GrimmCTF at Thotcon 0xC

Grimm ran a CTF at Thotcon 0xC this year. I competed and took first! I've included writeups for everything. I'm doing these writeups from memory, so there's a severe lack of detail, but the high level idea and concepts should still be there.

Python Programming 1-3

Each of these challenges were a netcat connection to a program that asked 3 questions under a time limit. The time limit was generous enough that you could do each of these manually, but you probably should still write a small script to make the answers (like converting hex or base 64).

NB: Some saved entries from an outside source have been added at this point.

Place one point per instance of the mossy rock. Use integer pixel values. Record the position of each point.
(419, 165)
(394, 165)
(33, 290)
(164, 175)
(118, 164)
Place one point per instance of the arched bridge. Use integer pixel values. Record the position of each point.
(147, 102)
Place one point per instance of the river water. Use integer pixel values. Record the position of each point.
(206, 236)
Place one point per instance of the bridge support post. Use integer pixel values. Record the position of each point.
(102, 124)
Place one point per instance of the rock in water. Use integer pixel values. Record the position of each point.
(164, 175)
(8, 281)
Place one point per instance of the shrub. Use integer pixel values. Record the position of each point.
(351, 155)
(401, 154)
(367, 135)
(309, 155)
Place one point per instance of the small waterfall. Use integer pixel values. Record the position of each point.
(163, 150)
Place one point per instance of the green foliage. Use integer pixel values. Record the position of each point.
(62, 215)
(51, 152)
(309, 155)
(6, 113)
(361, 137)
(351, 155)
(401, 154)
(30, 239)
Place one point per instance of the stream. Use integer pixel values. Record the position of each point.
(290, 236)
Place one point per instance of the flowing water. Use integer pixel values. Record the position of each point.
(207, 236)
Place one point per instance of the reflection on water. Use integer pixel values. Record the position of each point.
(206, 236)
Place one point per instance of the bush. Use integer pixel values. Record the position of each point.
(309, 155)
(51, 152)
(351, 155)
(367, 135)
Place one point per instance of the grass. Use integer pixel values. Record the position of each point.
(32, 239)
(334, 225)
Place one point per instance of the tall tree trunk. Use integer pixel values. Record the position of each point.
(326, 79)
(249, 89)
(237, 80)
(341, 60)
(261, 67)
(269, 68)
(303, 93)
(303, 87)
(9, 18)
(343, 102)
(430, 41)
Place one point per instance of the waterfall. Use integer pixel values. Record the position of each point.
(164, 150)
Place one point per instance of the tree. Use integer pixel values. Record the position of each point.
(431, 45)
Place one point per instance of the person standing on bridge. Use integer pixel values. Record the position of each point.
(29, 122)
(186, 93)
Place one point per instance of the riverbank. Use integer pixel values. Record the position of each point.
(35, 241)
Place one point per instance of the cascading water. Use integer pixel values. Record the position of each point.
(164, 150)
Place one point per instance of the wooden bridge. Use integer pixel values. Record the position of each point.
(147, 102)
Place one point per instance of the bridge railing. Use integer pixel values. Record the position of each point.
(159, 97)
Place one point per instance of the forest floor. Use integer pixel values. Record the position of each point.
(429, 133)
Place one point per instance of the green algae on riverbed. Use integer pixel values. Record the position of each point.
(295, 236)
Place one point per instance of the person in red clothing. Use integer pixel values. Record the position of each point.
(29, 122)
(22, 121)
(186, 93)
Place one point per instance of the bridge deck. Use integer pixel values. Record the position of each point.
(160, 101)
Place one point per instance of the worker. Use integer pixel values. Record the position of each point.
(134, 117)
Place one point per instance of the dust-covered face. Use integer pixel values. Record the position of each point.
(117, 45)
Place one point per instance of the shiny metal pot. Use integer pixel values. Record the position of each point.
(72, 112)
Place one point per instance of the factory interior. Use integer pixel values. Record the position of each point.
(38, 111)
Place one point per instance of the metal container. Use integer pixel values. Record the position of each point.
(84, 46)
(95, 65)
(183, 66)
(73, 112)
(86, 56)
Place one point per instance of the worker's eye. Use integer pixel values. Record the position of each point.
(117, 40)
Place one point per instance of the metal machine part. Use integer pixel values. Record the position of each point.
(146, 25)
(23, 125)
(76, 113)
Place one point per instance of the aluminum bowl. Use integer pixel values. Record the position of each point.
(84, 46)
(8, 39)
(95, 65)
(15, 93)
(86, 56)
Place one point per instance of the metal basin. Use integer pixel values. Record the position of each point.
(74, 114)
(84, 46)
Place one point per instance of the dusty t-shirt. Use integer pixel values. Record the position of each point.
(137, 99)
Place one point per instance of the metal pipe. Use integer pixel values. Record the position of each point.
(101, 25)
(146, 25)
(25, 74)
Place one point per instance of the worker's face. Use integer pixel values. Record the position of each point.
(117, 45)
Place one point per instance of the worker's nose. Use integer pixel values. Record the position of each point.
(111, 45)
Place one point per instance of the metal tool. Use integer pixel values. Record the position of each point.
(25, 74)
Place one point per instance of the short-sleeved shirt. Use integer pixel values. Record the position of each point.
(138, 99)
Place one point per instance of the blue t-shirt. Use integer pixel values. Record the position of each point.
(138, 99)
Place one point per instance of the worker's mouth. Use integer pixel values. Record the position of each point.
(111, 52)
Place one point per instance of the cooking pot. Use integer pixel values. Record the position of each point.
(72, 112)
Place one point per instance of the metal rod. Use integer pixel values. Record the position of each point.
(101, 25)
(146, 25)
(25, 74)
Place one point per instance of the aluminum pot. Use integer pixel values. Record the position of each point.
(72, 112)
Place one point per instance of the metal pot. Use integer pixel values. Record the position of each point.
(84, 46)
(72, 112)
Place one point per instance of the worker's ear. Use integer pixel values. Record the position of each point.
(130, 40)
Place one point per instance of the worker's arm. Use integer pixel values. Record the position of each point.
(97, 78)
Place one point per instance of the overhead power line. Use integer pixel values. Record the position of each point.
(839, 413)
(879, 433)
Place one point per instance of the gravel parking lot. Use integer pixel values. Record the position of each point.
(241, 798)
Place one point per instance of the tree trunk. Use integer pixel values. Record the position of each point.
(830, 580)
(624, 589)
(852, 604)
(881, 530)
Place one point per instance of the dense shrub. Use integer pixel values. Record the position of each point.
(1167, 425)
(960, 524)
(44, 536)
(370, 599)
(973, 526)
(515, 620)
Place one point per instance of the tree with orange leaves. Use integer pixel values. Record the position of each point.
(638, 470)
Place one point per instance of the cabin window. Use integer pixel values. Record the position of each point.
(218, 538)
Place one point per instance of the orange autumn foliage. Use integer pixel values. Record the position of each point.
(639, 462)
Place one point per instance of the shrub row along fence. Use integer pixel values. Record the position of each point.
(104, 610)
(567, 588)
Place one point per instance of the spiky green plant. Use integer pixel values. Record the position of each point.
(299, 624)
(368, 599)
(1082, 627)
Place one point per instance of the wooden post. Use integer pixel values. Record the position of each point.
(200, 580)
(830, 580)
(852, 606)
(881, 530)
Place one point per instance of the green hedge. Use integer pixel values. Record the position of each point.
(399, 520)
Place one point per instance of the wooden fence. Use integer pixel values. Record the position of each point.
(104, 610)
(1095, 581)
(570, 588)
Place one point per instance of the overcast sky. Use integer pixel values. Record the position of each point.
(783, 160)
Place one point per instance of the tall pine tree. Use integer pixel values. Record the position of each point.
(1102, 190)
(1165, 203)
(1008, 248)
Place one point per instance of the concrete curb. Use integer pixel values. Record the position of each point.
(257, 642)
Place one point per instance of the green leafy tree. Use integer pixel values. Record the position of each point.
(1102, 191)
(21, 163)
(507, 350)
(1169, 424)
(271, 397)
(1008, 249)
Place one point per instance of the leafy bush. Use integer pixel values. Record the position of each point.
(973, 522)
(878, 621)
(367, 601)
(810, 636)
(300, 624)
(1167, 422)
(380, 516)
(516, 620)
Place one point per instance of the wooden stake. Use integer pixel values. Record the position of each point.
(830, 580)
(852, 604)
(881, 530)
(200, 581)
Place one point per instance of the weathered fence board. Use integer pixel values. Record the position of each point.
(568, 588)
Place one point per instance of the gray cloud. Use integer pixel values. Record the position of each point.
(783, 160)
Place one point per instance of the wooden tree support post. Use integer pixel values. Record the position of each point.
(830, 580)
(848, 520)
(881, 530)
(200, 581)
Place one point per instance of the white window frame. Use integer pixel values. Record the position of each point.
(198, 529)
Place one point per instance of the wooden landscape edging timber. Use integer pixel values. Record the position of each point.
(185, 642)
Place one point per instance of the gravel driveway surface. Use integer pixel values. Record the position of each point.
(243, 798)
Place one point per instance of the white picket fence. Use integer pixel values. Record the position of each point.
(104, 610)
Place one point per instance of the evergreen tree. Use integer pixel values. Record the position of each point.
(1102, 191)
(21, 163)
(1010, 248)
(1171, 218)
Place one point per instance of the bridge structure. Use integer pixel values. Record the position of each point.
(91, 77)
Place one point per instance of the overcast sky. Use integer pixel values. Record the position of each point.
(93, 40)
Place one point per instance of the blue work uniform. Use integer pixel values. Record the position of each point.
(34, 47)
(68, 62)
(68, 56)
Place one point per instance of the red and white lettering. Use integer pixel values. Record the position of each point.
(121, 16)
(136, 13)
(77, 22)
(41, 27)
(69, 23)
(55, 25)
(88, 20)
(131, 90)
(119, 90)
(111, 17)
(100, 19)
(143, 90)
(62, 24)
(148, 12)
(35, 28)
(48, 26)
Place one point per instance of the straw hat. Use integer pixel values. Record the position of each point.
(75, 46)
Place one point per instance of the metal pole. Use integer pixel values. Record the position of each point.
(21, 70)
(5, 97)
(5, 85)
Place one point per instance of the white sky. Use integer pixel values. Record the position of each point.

The final question of the 3rd part gave you a hex value, and asked you to return it back in little-endian as raw bytes. This can't be done easily as your clipboard will often use UTF-8 and everything goes south. The VMs we were required to use didn't have pwntools, so you have to open the netcat connection manually:

import socket

def netcat(hostname, port, content):
    s = socket.socket(socket.AF_INET, socket.SOCK_STREAM)
    s.connect((hostname, port))
    while 1:
        # Send data
        s.sendall(b"data")
        #receive data
        data = s.recv(1024)
        if len(data) == 0:
            break
        print("Received:", repr(data))
    print("Connection closed.")
    s.close()

You can send and receive and manage what question you're in via find calls and the like.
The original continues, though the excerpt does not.